# Coercion Boundary Matrix

Document Status: Draft
Related Norm: NORM-022 (Deniability Control)
Implementation Status: Not Met

Purpose: Map active-coercion vectors against current system boundaries and document the present failure state of the reference implementation under hostile human pressure.

Normative basis:
- /docs/spec/v1.0.html
- /docs/spec/v1.0-must-justifications.html
- /docs/principles/coercion-resistance.html

## 1. Objective

Map active-coercion vectors against system boundaries to identify exposure in zero-trust environments. This matrix assumes the adversary has physical control of the device and psychological, institutional, or physical leverage over the user.

## 2. Threat Vector Matrix

| Threat Actor | Coercion Vector | System Boundary Targeted | Current Response State | Exposure Severity |
| --- | --- | --- | --- | --- |
| Intimate partner / domestic actor | Forced unlocking of device or app under threat of violence | Authentication surface and visible UI | System fully decrypts and surfaces all ledger entries after primary authentication succeeds | Critical |
| Institutional actor (medical, insurance, evaluator) | Mandated data review; refusal of care or claims without full transparency | Export pipeline and operator-visible audit surface | Export path can disclose complete unredacted history once the user is compelled to authenticate and export | High |
| Border or state authority | Compelled decryption during transit via legal or physical duress | OS-level session boundary and local filesystem access after unlock | Full payload becomes reachable once the primary biometric or PIN boundary is breached under coercion | Critical |
| Informal guardian or caretaker | Shoulder-surfing or demand to reveal the screen during active use | Session state and live UI flow | No quick-obfuscation or panic gesture exists; live content remains legible | Moderate |

## 3. Current Boundary Classification

### Currently Resisted

The reference implementation does provide meaningful protection in the following non-coercive or pre-authentication scenarios:

| Scenario | Why it is currently resisted | Residual exposure |
| --- | --- | --- |
| Passive device theft while the device is locked | At-rest encryption and user-held secrets keep stored content unreadable before authentication | Coarse device possession metadata |
| Operator-only disclosure demand using server or backup access | Operator cannot decrypt user content using admin access alone | Bounded metadata and ciphertext only |
| Network interception without endpoint compromise | Transport and local-first architecture reduce plaintext exposure on the wire | Traffic timing and bounded metadata |

### Currently Not Resisted

The reference implementation does not resist the following active-coercion scenarios once the user is forced to unlock or reveal content:

| Scenario | Why it fails today | Primary disclosure class |
| --- | --- | --- |
| Forced unlock of the device or app | The primary credential opens the real ledger with no duress branch | Full plaintext history |
| Compelled export under institutional pressure | Export path lacks coercion-safe redaction or decoy behavior | Complete export payload |
| Shoulder-surfing during live use | No panic gesture or immediate obfuscation path exists | On-screen plaintext |
| Border inspection after compelled authentication | No deniable second boundary exists once the user authenticates | Full local dataset available through the live session |

## 4. Exposed Versus Protected Data Classes

| Data class | Protected before coerced authentication? | Protected after coerced authentication? | Notes |
| --- | --- | --- | --- |
| Ledger entries | Yes | No | Fully exposed once the standard credential path is used |
| Sensitive notes and contextual free text | Yes | No | High-harm disclosure class under domestic or institutional coercion |
| Export archive contents | Yes | No | User can be compelled to generate a full export |
| Cached on-screen history | Yes | No | Visible immediately in a live authenticated session |
| Backup ciphertext | Yes | Yes | Remains ciphertext to operator-only access without user secret |
| Operator-visible metadata | No, not fully | No, not fully | Still bounded, but visible within documented retention windows |

## 5. Boundary Failure Summary

The current architecture assumes a binary security state: the user is either fully locked out or operating in a safe, uncompromised environment.

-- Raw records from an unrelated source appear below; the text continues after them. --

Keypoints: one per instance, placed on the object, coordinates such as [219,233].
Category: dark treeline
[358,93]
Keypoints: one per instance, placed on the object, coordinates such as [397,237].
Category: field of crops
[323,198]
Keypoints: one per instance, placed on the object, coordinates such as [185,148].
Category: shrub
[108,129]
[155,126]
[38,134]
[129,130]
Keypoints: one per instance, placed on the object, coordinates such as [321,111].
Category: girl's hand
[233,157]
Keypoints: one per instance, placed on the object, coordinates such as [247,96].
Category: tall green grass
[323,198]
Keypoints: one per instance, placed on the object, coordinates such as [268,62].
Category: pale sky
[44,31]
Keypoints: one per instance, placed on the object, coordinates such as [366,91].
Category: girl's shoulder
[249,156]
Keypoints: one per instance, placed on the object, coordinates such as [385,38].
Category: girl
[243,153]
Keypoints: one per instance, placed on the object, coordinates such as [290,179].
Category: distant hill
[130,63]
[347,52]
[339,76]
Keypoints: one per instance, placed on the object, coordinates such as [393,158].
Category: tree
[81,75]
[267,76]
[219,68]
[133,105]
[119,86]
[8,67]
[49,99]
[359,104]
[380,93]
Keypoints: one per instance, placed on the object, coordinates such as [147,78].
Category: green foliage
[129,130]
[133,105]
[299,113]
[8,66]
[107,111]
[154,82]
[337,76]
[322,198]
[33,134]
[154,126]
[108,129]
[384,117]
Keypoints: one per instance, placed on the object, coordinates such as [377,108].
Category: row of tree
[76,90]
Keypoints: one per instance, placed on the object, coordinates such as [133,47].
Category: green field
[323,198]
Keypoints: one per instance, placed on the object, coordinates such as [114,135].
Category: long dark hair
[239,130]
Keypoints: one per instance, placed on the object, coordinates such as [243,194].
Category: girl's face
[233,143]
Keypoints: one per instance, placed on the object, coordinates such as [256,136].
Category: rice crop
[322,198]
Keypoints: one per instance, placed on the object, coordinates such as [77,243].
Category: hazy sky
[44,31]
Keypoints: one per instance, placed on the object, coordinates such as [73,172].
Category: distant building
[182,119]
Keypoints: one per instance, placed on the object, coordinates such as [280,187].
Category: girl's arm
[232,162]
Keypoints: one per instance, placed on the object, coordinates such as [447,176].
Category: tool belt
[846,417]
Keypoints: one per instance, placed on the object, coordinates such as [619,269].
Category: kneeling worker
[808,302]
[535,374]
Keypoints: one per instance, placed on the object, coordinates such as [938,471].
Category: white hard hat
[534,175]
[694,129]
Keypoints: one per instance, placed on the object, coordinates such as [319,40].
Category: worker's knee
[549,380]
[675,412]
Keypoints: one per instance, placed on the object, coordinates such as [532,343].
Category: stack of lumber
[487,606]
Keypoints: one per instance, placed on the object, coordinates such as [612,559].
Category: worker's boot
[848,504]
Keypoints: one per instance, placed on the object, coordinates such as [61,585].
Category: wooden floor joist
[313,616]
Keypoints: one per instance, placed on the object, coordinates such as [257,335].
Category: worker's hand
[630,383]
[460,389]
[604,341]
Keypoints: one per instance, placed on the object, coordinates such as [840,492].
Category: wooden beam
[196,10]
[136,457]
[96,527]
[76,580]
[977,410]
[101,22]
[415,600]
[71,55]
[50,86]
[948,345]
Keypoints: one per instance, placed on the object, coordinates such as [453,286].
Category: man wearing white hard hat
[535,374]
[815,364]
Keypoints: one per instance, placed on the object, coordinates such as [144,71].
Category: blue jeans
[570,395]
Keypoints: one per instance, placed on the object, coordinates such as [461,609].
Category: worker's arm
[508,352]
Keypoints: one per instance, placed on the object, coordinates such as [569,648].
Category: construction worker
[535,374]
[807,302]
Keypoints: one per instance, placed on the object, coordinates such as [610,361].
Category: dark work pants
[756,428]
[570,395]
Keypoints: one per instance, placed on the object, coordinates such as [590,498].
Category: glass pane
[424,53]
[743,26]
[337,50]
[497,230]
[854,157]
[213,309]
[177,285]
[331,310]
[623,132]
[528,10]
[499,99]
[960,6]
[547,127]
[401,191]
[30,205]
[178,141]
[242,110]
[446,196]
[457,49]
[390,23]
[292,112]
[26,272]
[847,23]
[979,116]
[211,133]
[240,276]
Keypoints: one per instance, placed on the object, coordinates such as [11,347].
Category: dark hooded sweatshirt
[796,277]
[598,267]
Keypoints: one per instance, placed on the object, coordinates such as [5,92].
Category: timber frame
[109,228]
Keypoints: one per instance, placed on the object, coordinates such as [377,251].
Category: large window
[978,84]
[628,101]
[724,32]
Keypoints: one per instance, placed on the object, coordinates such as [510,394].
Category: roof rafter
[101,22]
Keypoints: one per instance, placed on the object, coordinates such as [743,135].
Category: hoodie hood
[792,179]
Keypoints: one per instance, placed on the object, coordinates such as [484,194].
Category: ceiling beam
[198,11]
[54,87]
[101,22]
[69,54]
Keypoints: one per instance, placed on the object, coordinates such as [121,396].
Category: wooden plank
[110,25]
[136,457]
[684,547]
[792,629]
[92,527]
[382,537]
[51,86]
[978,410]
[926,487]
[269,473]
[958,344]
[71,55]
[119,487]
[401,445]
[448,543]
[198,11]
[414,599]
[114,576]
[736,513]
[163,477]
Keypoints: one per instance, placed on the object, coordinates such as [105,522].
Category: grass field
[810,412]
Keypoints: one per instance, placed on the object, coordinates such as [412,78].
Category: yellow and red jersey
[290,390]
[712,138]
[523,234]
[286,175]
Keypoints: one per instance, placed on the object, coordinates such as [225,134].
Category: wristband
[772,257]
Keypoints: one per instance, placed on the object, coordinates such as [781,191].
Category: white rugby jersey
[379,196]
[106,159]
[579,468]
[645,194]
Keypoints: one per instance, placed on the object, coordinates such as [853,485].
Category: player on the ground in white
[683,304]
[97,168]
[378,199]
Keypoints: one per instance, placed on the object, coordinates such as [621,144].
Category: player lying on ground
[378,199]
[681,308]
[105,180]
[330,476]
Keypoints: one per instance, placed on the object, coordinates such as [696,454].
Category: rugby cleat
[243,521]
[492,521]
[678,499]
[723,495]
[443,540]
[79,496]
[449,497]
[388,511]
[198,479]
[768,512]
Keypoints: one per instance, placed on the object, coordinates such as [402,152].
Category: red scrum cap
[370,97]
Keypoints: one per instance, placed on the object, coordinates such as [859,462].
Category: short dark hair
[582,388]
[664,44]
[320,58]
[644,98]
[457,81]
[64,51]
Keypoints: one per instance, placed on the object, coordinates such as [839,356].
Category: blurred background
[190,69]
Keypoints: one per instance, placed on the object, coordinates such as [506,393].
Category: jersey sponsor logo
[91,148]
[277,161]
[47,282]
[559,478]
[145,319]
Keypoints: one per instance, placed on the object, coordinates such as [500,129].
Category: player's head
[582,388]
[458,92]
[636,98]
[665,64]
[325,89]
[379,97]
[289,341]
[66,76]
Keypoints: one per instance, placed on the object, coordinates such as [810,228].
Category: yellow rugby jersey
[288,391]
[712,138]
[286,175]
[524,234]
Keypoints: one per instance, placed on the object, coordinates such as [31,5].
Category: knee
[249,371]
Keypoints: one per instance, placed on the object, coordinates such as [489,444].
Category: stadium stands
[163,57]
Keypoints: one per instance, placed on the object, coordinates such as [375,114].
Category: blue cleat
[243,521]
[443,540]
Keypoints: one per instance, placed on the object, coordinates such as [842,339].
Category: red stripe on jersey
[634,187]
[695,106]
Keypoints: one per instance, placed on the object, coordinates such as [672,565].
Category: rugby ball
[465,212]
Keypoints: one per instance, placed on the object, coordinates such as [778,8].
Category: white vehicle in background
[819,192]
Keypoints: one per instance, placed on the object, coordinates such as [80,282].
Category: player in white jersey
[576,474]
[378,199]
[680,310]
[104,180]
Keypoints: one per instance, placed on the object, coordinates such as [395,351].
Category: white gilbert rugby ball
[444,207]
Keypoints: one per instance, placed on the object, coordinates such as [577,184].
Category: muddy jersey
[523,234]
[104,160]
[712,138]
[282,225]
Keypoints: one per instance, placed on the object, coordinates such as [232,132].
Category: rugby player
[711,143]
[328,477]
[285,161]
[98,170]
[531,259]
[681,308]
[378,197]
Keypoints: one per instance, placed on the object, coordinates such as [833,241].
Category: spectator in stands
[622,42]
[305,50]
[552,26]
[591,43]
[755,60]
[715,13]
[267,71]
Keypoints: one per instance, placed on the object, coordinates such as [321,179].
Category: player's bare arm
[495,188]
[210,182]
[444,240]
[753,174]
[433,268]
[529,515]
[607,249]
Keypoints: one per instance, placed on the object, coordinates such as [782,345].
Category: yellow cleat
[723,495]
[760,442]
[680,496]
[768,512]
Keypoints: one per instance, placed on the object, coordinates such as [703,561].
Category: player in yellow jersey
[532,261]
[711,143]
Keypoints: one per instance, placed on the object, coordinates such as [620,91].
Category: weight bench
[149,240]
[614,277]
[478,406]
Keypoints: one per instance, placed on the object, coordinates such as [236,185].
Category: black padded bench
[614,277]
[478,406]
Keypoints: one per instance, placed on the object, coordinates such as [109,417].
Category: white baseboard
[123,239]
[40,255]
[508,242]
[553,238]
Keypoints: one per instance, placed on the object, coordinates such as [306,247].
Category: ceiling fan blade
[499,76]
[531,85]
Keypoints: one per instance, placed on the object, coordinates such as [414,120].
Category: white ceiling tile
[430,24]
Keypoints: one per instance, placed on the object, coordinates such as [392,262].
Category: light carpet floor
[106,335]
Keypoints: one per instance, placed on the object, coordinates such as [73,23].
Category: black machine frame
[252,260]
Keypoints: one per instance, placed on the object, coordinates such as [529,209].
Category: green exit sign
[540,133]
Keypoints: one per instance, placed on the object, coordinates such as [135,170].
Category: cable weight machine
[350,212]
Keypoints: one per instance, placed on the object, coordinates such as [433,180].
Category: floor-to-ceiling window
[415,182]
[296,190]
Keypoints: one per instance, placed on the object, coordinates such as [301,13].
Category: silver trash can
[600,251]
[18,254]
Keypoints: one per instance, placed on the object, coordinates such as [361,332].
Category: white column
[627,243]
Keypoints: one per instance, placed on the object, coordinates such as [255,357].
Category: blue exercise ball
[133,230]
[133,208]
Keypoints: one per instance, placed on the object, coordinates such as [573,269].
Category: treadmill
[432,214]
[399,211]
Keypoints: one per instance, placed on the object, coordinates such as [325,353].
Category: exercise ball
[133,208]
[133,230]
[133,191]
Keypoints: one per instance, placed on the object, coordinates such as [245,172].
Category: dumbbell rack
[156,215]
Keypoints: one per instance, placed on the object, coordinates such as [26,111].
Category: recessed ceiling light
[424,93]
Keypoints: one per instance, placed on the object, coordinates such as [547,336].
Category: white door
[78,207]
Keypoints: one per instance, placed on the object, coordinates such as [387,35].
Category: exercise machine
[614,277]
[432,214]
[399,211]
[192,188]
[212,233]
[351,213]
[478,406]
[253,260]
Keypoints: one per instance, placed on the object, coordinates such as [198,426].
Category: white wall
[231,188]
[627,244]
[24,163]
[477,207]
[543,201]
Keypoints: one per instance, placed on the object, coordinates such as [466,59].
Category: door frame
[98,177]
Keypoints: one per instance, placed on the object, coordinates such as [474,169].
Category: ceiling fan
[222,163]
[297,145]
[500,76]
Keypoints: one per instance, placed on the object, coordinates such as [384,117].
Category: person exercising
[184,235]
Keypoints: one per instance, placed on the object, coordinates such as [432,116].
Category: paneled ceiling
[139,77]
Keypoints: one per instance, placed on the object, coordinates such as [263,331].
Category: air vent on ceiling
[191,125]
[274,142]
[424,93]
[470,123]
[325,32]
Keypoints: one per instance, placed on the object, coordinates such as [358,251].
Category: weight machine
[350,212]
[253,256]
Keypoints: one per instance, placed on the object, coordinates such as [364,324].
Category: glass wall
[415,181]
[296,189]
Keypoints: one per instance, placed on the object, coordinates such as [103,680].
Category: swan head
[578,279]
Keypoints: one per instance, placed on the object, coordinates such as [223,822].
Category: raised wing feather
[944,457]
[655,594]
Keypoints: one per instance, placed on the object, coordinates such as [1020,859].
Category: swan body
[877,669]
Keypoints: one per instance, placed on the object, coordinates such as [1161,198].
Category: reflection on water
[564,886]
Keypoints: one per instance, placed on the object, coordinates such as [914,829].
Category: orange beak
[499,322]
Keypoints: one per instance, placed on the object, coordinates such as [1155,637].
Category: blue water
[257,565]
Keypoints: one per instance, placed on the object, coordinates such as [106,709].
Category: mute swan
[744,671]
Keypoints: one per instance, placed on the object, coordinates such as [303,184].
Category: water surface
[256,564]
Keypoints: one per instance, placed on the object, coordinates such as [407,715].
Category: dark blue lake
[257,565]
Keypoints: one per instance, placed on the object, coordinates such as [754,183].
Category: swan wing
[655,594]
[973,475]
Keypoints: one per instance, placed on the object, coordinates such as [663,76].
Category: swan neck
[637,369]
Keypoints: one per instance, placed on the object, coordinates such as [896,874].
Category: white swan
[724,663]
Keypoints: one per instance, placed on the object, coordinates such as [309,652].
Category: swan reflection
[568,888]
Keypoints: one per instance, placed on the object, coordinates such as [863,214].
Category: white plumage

Under active coercion, that binary model fails. Once the primary authentication boundary is breached under duress, the system lacks a secondary protective boundary such as a decoy ledger, silent redaction mode, or coercion-safe session. As a result, the product cannot preserve confidentiality when the authenticated user is not a safe user.

## 6. Minimum Boundary Required For Reconsideration

NORM-022 should not be reconsidered until the implementation can show all of the following:

1. A distinct coercion-safe entry path exists and is operable under stress.
2. That path exposes only a bounded decoy or sanitized dataset.
3. The UI, export pipeline, logs, notifications, and storage behavior do not reveal that a protected secondary dataset exists.
4. Forced-unlock and compelled-export scenarios have repeatable evidence showing bounded disclosure consistent with the published boundary.

## 7. Audit Consequence

- This artifact documents why the current coercion boundary is insufficient.
- It does not change the implementation state.
- NORM-022 remains Not Met until the reference implementation gains a defensible deniability control or coercion-safe mode that limits plaintext disclosure under forced access.